ISTOÉ – Na sua opinião, do total de médicos que saem das faculdades todos os anos, quantos são mal preparados?
Lopes – O porcentual de médicos mal preparados é da ordem de 90% ou mais. Existem cerca de 100 escolas. Cada uma tem uma média de 100 alunos. Quem forma um bom médico? Podemos contar umas dez faculdades, como USP, Unifesp, Santa Casa/SP, a Faculdade do ABC/SP, USP/Ribeirão Preto, Unesp/Botucatu, Unicamp, UFRJ, UFMG...
ISTOÉ – Há, portanto, um risco para os pacientes?
Lopes – Sim. Essas faculdades lançam no mercado milhares de alunos que muitas vezes mal sabem escrever uma cartilha. É uma enorme quantidade de pessoas. Delas, muitas não conseguem nem entrar na residência. E aí há outro problema. A residência médica é a melhor forma de treinamento e aprendizado após a graduação. Mas, na grande maioria das vezes, ela representa uma mão-de-obra barata. Não há supervisão, modelo pedagógico, estrutura acadêmica. A grande maioria dessas escolas tem residência sem supervisão. Isso mostra que falta uma avaliação adequada dos programas de residência médica.
ISTOÉ – A supervisão não é obrigatória?
Lopes – É obrigatória.

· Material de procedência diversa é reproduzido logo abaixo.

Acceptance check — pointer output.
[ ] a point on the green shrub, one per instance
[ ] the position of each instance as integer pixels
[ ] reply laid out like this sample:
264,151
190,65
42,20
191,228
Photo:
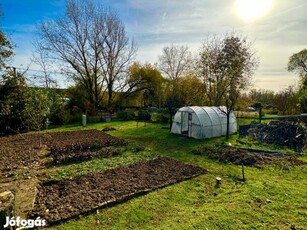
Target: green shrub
125,116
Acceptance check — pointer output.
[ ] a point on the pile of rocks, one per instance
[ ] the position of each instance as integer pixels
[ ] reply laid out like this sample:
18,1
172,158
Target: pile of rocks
282,133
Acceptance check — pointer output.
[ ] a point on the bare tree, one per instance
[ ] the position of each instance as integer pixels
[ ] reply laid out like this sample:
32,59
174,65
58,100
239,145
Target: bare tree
226,66
92,41
42,59
174,61
117,55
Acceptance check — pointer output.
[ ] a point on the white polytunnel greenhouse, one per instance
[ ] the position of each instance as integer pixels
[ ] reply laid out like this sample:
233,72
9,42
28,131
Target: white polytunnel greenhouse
203,122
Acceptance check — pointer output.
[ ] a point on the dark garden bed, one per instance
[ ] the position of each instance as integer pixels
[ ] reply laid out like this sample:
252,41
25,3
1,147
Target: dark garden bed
247,157
61,200
23,151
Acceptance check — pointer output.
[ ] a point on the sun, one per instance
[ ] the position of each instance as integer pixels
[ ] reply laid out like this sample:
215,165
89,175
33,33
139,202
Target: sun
251,9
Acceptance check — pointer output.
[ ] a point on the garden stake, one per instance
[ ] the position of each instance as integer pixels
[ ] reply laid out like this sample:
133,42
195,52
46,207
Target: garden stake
243,176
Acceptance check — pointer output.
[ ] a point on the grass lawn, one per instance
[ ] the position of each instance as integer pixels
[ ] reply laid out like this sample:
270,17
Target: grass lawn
273,197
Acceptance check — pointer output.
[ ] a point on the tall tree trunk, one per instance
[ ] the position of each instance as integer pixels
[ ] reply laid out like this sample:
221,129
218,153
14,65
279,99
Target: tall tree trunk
227,128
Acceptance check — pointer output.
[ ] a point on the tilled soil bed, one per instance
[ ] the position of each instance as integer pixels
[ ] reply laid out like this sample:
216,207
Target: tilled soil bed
247,157
22,151
61,200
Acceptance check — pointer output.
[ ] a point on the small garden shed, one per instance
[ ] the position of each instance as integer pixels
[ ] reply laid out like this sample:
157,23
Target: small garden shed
203,122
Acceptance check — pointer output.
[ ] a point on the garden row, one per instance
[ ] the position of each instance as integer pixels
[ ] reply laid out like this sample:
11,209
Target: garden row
64,199
23,151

Mas recebo informações frequentes a respeito de casos em que o paciente teve complicações sérias porque o residente precisou tomar atitudes sozinho, sem supervisão.
ISTOÉ – Que tipo de riscos corre o paciente atendido por um desses profissionais despreparados?
Lopes – O médico não devidamente formado, que não encontra residência médica para se aprimorar, é um profissional que não tem a menor condição de tratar nada mais além de gripe, diarréia, ânsia de vômito. Isso se o caso não complicar. Para problemas mais complexos, eles não têm condições. Por isso, digo que essas escolas não estão preocupadas em formar os alunos.